Ce que Tuchel a découvert bien plus tard au PSG. S’étonnant, par exemple, de l’absence d’un joueur à l’entraînement et apprenant que le Président lui avait accordé deux jours sous un prétexte forcément très sérieux. À Chelsea aussi, après une lune de miel idéale ponctuée d’une C1, il avait été surpris par un club fort éloigné, depuis longtemps, du mythe du manager anglais au-dessus de tout. Et le changement de propriétaire avait définitivement tout cassé.

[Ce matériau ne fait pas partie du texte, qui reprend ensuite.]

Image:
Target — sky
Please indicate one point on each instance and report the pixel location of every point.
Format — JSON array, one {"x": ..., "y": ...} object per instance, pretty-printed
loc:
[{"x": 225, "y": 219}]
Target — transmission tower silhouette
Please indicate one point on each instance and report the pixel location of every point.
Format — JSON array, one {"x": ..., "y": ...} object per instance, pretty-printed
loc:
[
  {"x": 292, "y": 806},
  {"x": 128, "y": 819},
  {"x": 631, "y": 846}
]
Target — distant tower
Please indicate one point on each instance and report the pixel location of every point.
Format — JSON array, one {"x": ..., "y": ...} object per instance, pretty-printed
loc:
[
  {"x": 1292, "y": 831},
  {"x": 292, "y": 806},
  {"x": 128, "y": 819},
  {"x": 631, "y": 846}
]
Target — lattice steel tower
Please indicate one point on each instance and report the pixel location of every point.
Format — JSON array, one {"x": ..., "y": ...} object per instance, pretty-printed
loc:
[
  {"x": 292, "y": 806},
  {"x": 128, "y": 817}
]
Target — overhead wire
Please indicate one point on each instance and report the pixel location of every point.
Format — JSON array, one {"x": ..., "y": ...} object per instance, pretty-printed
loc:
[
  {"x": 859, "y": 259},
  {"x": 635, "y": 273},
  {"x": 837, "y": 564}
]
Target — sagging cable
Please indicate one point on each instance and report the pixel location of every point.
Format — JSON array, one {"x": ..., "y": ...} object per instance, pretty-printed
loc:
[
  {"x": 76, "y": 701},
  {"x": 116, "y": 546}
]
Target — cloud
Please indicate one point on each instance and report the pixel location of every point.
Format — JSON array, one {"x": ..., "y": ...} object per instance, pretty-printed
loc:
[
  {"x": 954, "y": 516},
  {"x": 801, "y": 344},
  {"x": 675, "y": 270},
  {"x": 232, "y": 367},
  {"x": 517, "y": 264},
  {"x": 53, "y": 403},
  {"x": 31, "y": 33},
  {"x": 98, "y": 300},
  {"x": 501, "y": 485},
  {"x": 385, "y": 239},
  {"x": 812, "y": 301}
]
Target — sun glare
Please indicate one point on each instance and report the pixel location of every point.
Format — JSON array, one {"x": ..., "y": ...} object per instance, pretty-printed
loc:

Tuchel sera bien au Bayern. Pendant un temps, bien sûr. Et partira fâché, sans surprise. En attendant, il a tous les moyens pour travailler dans la qualité. Si le Bayern pêchait par manque d’assurance (un comble !) depuis la Coupe du Monde, Tuchel sait ramener la raison et la passion. Revoir Thomas Müller ou Goretzka à ce niveau face à Dortmund était sans doute un premier aperçu de ce que sait faire Tuchel. On le croît toujours dur et coupeur de têtes, alors qu’il est d’abord un fédérateur. Pendant un bon bout de temps, en tout cas, les joueurs adhèrent et apprécient ce manager adroit… Il saura ainsi gérer la lente réintégration de Sadio Mané, par exemple. Et la concurrence forte entre Coman, Gnabry, Sané. Il saura aussi imprimer sa marque avec un jeu déjà plus pragmatique que son prédécesseur. La marque Tuchel était déjà à l’Allianz Arena avec un ballon souvent laissé au Borussia et la vitesse de transition en contre-attaque.

Il saura surtout ne pas toucher aux points forts de l’équipe. Le duo Kimmich-Goretzka est une base indispensable. Sans laquelle s’attaquer au milieu de City n’aurait même pas de sens. Il saura renforcer encore un Dayot Upamecano en progrès constants (déjà sous Nagelsmann…) en patron de défense. Finalement, dans ce « Klassiker » face à Dortmund, les critiques sur le Borussia ont été à la mesure de la déception générale de ne pas avoir eu de vrai combat. Du coup, on a surtout insisté sur la déception jaune, en omettant la maîtrise de l’événement côté Bayern. De fait, Dortmund est venu jouer à l’Allianz Arena et a été puni trop vite. Mais cela reflète la différence de poids entre les deux clubs. Budgets, masses salariales ne font pas partie de la même catégorie.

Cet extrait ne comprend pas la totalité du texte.